2016 Pakistani television series

Dekho Chand Aaya is a Pakistani Ramadan special drama serial aired on Geo Entertainment during Ramadan in 2016. The 27-episode drama aired throughout the month.

==Synopsis==
Dekho Chand Aaya is a story of college love, where Hassan who comes from an affluent family deeply falls in love with Chand. Chand, on the other hand, likes Hassan but she is indifferent about the relationship. The protagonists are about to get married after Eid, but after Chand’s father suffers a heart attack, he wishes for her daughter to be married at the earliest.

Samia, Hassan’s sister-in-law, is facing a tough time in the family because she belongs to the middle class. She wants Chand to enter the house so that the entire focus moves on her, since she belongs to a lower income bracket.

Samia convinces the family to set another date, but Chand’s family finds out that Hassan has been a failure in studies. This comes as a shock to Chand; consequently, she confronts and humiliates Hassan that she has been cheated. Hassan calls off the marriage, but Samia convinces him to marry so that he can take revenge from Chand.
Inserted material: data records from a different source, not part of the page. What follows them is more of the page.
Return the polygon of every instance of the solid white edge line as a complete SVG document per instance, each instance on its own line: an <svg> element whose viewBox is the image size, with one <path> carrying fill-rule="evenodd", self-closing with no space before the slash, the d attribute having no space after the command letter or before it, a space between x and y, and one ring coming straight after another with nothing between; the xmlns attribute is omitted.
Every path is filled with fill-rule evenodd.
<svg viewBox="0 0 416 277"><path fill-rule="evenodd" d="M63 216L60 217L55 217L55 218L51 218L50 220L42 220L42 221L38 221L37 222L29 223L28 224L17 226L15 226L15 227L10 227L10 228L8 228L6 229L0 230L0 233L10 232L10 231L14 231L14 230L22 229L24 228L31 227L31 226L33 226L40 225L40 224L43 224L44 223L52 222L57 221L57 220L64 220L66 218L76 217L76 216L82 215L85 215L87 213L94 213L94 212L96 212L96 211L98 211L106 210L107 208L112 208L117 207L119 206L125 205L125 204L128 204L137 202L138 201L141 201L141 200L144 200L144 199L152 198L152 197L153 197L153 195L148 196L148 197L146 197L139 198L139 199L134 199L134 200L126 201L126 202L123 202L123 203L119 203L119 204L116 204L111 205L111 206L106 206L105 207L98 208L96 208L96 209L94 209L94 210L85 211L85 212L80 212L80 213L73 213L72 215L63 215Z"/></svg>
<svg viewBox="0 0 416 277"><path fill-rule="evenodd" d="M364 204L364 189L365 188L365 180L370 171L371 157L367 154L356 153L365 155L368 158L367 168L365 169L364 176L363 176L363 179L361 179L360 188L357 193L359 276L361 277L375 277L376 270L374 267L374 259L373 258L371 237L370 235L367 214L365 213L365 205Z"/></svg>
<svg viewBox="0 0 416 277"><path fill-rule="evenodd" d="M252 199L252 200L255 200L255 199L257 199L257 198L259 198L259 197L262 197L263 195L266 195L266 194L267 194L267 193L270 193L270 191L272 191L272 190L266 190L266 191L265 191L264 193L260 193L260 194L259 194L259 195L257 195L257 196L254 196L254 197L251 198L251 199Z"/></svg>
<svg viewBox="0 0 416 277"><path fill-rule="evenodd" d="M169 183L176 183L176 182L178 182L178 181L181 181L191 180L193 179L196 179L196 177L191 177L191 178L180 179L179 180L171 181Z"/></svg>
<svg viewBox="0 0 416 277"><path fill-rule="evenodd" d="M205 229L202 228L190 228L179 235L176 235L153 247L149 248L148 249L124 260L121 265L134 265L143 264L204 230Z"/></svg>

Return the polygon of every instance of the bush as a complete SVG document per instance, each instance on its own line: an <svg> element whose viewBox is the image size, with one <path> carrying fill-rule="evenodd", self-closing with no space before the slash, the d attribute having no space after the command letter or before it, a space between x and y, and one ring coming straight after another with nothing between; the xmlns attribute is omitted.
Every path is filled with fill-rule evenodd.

The main objective of Samia is to bring Chand so that she is no more competed with Sonia; Hassan’s another sister-in-law who is financially sound. Chand marries Hassan and the new step leads to a suppressed life, but she gradually emerges as a strong woman.

==Cast==
- Sarah Khan as Chaand
- Fawad Jalal as Hassan (Chaand's husband)
- Sajid Hassan as Abbu Jaan (Chaand's father-in-law )
- Nida Mumtaz as Ammi Jaan (Chaand's mother-in-law)
- Aijaz Aslam as Mamu Jaan (in a special appearance as Chaand's mamu)
- Khaled Anam as Asif (Chaand's father)
- Sumbul Shahid as Tayi jaan (Hassan's Tayi)
- Beena Chaudhary as Chaand's aunt (Hassan's aunt)
- Tahir Kazmi as Jahangir(Hassan's elder brother)
- Naveed Raza as Bilal (Hassan's brother)
- Ayesha Toor as Sonia (Jahangir's wife)
- Maham Nizami as Samia (Bilal's wife)
- Fariya Hassan as Zoya (Hassan's sister)
- Humaira Bano as Shaheen (Chaand's mother)
- Hassan Khan as Affan (Love interest of Zoya)
- Hammad Khan as Ahmed (Chaand's younger brother)

== Soundtrack ==
The original soundtrack of "Dekho Chaand Aaya" is composed by Faakhir Mehmood and sung by Bushra Bilal.